On the Complexity of the Skolem Problem at Low Orders

TL;DR

This paper introduces a randomized polynomial-time algorithm for the bounded Skolem Problem for linear recurrence sequences of fixed order, improving the complexity bounds for the classical Skolem Problem in low orders.

Contribution

It presents a novel randomized algorithm for the bounded Skolem Problem, showing the Skolem Problem for order up to 4 is in coRP, and employs p-adic analysis and arithmetic circuit testing.

Findings

The bounded Skolem Problem can be solved in polynomial time for fixed order sequences.

The Skolem Problem for order up to 4 is in coRP, improving previous bounds.

The algorithm uses p-adic analysis to identify candidate zeros efficiently.

Abstract

The Skolem Problem asks to determine whether a given linear recurrence sequence (LRS) $\langle u_n \rangle_{n=0}^\infty$ over the integers has a zero term, that is, whether there exists $n$ such that $u_n = 0$. Decidability of the problem is open in general, with the most notable positive result being a decision procedure for LRS of order at most 4. In this paper we consider a bounded version of the Skolem Problem, in which the input consists of an LRS $\langle u_n \rangle_{n=0}^\infty$ and a bound $N \in \mathbb N$ (with all integers written in binary), and the task is to determine whether there exists $n\in\{0,\ldots,N\}$ such that $u_n=0$. We give a randomised algorithm for this problem that, for all $d\in \mathbb N$, runs in polynomial time on the class of LRS of order at most $d$. As a corollary we show that the (unrestricted) Skolem Problem for LRS of order at most 4 lies in $\mathsf{coRP}$, improving the best previous upper bound of $\mathsf{NP}^{\mathsf{RP}}$. The running time of our algorithm is exponential in the order of the LRS -- a dependence that appears necessary in view of the $\mathsf{NP}$-hardness of the Bounded Skolem Problem.

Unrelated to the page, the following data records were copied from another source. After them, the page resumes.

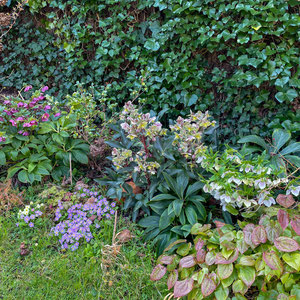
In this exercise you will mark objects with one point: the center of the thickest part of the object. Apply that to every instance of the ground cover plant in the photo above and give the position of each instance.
(149, 142)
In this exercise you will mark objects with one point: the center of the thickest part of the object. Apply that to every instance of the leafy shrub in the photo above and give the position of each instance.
(230, 58)
(149, 155)
(262, 260)
(35, 138)
(279, 156)
(240, 181)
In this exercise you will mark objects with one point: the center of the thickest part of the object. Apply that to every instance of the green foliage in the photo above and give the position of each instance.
(281, 152)
(44, 146)
(238, 59)
(262, 261)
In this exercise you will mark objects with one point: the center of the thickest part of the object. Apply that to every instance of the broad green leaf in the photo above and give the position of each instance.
(292, 148)
(254, 139)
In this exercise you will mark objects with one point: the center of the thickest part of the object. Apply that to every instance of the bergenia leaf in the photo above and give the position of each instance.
(172, 279)
(286, 244)
(201, 256)
(259, 235)
(187, 262)
(248, 229)
(224, 271)
(285, 200)
(208, 286)
(158, 272)
(295, 223)
(247, 275)
(182, 288)
(283, 218)
(272, 260)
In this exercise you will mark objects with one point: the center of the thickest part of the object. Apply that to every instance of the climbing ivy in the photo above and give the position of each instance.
(238, 59)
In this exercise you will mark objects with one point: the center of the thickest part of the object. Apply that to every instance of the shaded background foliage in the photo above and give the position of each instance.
(238, 59)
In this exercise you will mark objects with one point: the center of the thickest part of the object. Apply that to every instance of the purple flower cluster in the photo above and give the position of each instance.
(24, 114)
(76, 222)
(29, 215)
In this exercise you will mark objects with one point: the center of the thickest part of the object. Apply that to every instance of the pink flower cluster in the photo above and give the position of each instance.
(24, 114)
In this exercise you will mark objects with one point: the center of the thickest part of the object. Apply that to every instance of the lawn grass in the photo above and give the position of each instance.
(48, 273)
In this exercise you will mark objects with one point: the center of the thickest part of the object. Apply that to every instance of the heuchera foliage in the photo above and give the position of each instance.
(239, 59)
(262, 258)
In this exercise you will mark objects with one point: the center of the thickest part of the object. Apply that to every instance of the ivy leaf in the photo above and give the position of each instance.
(285, 200)
(286, 244)
(158, 272)
(182, 288)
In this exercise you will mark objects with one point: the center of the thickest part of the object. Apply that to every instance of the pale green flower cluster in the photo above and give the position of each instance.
(188, 135)
(239, 182)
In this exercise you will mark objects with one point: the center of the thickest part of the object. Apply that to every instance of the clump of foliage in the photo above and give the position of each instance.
(30, 216)
(281, 152)
(36, 138)
(261, 260)
(229, 58)
(77, 222)
(9, 197)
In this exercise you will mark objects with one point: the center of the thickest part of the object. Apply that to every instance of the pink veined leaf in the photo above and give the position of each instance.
(158, 272)
(172, 279)
(221, 260)
(247, 233)
(285, 200)
(283, 218)
(165, 259)
(219, 224)
(272, 260)
(201, 256)
(286, 244)
(199, 245)
(208, 286)
(259, 235)
(187, 262)
(182, 288)
(295, 223)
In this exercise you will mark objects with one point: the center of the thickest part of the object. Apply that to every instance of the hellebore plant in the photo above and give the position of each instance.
(36, 138)
(221, 263)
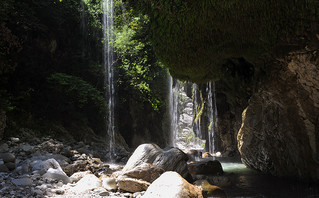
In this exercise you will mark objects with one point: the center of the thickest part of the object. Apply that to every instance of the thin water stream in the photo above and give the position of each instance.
(108, 59)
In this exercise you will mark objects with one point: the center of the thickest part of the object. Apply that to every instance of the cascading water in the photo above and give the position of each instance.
(212, 115)
(173, 109)
(108, 56)
(196, 122)
(83, 27)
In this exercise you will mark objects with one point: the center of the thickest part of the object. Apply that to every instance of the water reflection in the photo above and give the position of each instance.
(250, 183)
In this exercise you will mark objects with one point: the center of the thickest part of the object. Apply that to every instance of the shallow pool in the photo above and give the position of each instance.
(250, 183)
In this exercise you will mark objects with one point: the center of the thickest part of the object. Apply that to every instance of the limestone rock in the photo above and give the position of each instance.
(209, 167)
(4, 147)
(25, 181)
(145, 171)
(57, 175)
(172, 185)
(109, 183)
(3, 125)
(7, 157)
(211, 190)
(52, 146)
(3, 168)
(44, 166)
(11, 166)
(170, 160)
(75, 177)
(279, 132)
(78, 165)
(87, 183)
(132, 184)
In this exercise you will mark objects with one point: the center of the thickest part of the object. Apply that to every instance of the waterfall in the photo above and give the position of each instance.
(108, 56)
(83, 27)
(212, 115)
(173, 109)
(197, 127)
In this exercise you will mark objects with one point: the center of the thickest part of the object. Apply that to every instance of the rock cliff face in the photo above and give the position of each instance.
(280, 127)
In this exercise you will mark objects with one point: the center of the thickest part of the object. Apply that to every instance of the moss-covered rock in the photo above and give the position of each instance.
(195, 38)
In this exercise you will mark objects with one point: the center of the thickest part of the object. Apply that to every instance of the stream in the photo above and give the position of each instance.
(250, 183)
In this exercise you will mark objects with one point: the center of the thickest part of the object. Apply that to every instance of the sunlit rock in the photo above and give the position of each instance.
(75, 177)
(7, 157)
(44, 166)
(109, 183)
(170, 160)
(172, 185)
(25, 181)
(145, 171)
(132, 184)
(87, 183)
(57, 174)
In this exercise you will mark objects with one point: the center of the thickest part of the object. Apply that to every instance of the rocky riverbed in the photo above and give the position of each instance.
(45, 167)
(33, 166)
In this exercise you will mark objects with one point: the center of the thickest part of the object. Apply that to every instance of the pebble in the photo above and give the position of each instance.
(22, 181)
(14, 140)
(24, 154)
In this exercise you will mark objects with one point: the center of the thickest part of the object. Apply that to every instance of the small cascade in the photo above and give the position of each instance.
(83, 27)
(108, 58)
(197, 109)
(174, 115)
(212, 115)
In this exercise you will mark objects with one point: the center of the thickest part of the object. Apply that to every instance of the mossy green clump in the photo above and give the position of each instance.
(195, 38)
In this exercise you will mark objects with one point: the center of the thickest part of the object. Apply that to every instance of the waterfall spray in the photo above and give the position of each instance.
(212, 115)
(108, 57)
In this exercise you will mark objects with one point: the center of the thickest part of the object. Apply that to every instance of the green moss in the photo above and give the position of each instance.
(195, 38)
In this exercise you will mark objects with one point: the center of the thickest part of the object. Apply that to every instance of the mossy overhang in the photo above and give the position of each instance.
(195, 38)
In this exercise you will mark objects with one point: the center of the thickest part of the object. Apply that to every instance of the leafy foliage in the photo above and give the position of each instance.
(194, 39)
(77, 91)
(138, 67)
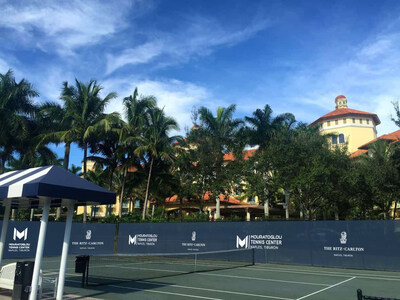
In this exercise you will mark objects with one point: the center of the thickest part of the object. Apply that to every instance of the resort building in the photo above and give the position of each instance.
(348, 126)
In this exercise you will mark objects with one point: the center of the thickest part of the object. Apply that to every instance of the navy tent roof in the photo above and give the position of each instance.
(28, 188)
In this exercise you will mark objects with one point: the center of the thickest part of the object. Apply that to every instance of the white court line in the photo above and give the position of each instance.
(329, 287)
(211, 290)
(327, 273)
(222, 275)
(158, 292)
(261, 279)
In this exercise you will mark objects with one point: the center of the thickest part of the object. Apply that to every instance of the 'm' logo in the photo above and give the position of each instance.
(132, 240)
(343, 237)
(19, 235)
(242, 243)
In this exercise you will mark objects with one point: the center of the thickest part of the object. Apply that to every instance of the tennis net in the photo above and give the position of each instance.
(109, 269)
(360, 296)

However, even for LRS of a fixed order, the problem involves detecting zeros within an exponentially large range. For this, our algorithm relies on results from $p$-adic analysis to isolate polynomially many candidate zeros and then test in randomised polynomial time whether each candidate is an actual zero by reduction to arithmetic-circuit identity testing.